Today when enterprises want to use machine learning to predict future outcomes — what will a customer buy next? will sales increase next month? is a piece of manufacturing equipment likely to fail soon? — it takes a village to develop a machine learning based solution. As the demand from businesses to leverage machine learning continues growing at an exponential rate, the current time-intensive process that heavily relies on highly-skilled ML experts won’t suffice.
To make matters worse, the solution usually only addresses the problem immediately at hand. This means that when a new problem or slight variant of the current one arises, the lengthy process must be repeated all over again.
In reality, this way of working is not sustainable or scalable. There will always be new problems to solve. But current methodologies and a shortage of ML experts do not allow us to tackle them at an efficient rate.
So we decided to create and launch a new paradigm for building ML solutions. Our mission is to allow data scientists and business analysts to deploy trusted models for machines to leverage any prediction challenge.
Feature Labs introduces ML 2.0
Machine Learning 2.0 (ML 2.0) defines practical steps for creating ML products and services that any team can follow. It enables companies to tackle projects in a systematic way using automated data science tools. The end result is not only a much faster route to deployment, but more involvement from subject matter experts across multiple layers of an enterprise.
Enterprises are already using the principles of ML 2.0 to smash through the obstacles stifling the potential of ML. BBVA used Feature Labs to improve their ability to detect credit card fraud by 2x, while Accenture is using Feature Labs to anticipate critical maintenance events for more than 500 software applications a month. These are just two examples of building accurate ML models in a fraction of the time usually required for new problems that companies face today.
Machine Learning, Streamlined
In our recent paper, “Machine Learning 2.0: Engineering Data Driven AI Products,” we lay out all of the details that a team needs to turn raw data into a trustworthy, deployable model by following the seven key steps described below.
Step 1: Data Organization
Start by organizing the raw data as well as adding metadata and annotations. This enables the same data representation to be used everywhere. Consistency is key. If the underlying raw data changes, the effects will be known immediately.

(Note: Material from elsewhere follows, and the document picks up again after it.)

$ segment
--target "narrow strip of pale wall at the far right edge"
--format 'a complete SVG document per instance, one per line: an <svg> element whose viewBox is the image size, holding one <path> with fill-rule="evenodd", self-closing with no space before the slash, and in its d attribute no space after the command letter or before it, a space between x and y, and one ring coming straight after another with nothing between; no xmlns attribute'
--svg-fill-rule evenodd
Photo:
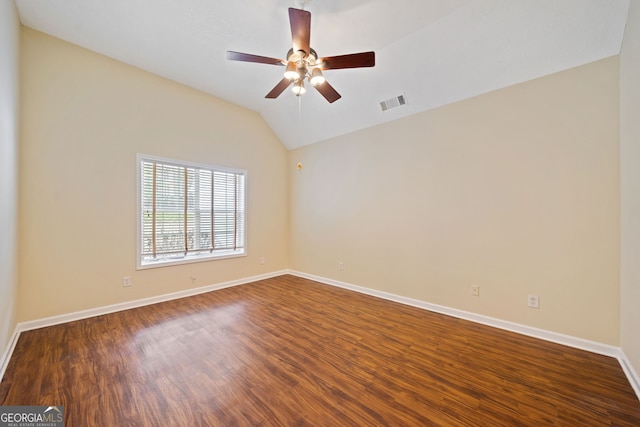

Step 2: Prediction Engineering
Prediction engineering is the process of specifying a prediction problem so it can be used to programmatically label data for ML. Prediction engineering enables you to systematically use ML to solve problems that matter for your business.
Step 3: Automated Feature Engineering
Feature engineering is the process of using domain knowledge and human intuition to extract new variables from raw data that make ML algorithms work. This is a necessary step for any ML product to function. Feature engineering is very challenging because it is tedious, time-consuming, and error-prone. It’s now possible to automate this process using Deep Feature Synthesis.
Step 4: Modeling and Optimization
Tools for ML models have been around for a decade or more. After an initial end-to-end solution is built, automatic algorithms can be used for optimization instead of alternative ML algorithms. Important note: Be cautious about over-optimization too early in the process – engineering the right prediction problem and set of features generally has a much greater impact on the end result.
Step 5: Integration Into Production
The ML 2.0 APIs allow for easy integration into production. In production, as new raw data is added, it propagates through to new predictions in the same way as development.
Step 6: Validate in Production
No matter how meticulously the model is evaluated during the training process, a truly robust practice also involves evaluating a model in the production environment. This typically translates to doing a “stealth deployment,” where the predictions are compared against live outcomes but not used to impact decision-making.
Step 7: Deploy and Operationalize
With absolute confidence in the model, we can now benefit from it by using the resulting predictions to solve complex issues and improve enterprise performance.
Machine Learning That Matters
In the vast amounts of data that every organization collects, there is untapped, transformative potential. But knowing how to leverage it has been difficult — until now. ML 2.0 enables virtually any enterprise in any industry to capitalize on these unforeseen advantages.
As recently described in Harvard Business Review, “Today, businesses don’t just want to have answers to questions like: Did we meet our sales target for this quarter? Did we reach our target audience? Did our advertisement spend meet its objectives? Instead they want to know what is likely to happen in the future. They want to make data-driven predictive decisions, quickly and easily, which is the promise of ML 2.0.”
With this new paradigm in tow, the only question left for companies to answer is, “What do you want to accomplish with your data?”